Ironic, isn't it, that only the stupidest of christians (creationists) seem to have figured this out?
religion and morality
What Dreher refuses to recognize, of course, is that human morality existed long before the first formalized religions made it possible for the Shamans to live off the sweat of other men's brows. Humans evolved as social animals living in small groups in which the individual members depended on each other for survival. It would have been hard to do that if, without a god, each person just wanted to rape or kill every other person, like a stereotypical atheist from a Jack Chick tract. However, no christian can stray far from Jack Chick, because if we can be moral without God, what do we need him for?
God-Things
Ok. Evolution is a fact, and a theory.
The fact of evolution can be stated like this: Alleles change in frequency from one generation to the next.

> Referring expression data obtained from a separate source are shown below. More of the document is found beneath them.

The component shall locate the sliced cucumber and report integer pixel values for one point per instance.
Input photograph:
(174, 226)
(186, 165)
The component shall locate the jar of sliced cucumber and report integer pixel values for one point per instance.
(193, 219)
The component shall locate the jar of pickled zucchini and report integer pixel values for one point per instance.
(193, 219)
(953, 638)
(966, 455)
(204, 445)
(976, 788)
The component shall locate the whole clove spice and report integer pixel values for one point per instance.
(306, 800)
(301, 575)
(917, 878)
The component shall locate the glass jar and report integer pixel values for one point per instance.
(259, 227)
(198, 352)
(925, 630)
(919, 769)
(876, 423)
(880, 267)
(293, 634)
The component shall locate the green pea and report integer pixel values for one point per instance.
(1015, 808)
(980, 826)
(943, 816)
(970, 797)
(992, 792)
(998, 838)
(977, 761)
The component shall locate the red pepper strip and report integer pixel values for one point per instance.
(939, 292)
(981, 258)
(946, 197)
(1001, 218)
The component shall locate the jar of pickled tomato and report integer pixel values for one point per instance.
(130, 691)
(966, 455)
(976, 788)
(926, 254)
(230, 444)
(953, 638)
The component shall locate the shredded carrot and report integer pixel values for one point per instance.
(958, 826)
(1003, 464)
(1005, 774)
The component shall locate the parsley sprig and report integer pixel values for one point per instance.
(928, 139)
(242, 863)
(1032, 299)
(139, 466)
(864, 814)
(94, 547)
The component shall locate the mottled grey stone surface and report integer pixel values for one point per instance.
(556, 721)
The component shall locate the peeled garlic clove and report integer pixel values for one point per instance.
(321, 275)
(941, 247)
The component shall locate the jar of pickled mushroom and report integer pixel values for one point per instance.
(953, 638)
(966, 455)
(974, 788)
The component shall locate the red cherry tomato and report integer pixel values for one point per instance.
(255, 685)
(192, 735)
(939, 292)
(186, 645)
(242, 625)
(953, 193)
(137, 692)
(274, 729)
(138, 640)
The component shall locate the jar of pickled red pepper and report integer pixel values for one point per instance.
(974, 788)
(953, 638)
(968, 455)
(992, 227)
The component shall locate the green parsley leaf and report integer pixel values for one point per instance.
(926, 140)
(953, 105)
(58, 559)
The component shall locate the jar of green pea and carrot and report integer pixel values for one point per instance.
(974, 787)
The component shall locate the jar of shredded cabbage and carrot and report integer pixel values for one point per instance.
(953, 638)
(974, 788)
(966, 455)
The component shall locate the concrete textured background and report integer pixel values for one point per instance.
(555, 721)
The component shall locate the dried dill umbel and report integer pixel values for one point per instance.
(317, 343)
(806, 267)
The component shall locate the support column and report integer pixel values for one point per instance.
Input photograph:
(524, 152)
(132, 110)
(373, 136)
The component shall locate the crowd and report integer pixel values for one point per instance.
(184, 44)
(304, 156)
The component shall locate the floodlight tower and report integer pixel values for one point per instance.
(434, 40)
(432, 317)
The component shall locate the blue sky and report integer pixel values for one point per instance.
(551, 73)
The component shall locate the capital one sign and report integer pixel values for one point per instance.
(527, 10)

This says nothing about the Christian God. Or any god.
The theory of evolution attempts to explain the physical mechanisms by which the fact of evolution occurs. Exactly how alleles change in frequency from one generation to the next, in other words.
Again - this has ZERO to say about the Christian God, or any god.
So, while I agree that evolution - both the fact and the theory - can be used to support the statement "a god probably does not exist" - evolution itself says NOTHING about god-things, Christian or otherwise.
Evolution vs. God
While I agree that evolution per se doesn't "prove the non-existence of God", I can't agree with your reply that "evolution says exactly ZERO about the Christian God". Evolution is certainly incompatible with a literal reading of Genesis. Not everyone's idea of the christian god is dependent on that, but it's a key belief for millions, and they tend to be among the most fervent of christians.
More fundamentally, the concept of evolution makes it easier to dispense with "god" altogether, because it provides an alternative explanation to the argument from design. So even non-literalist belief is threatened by it.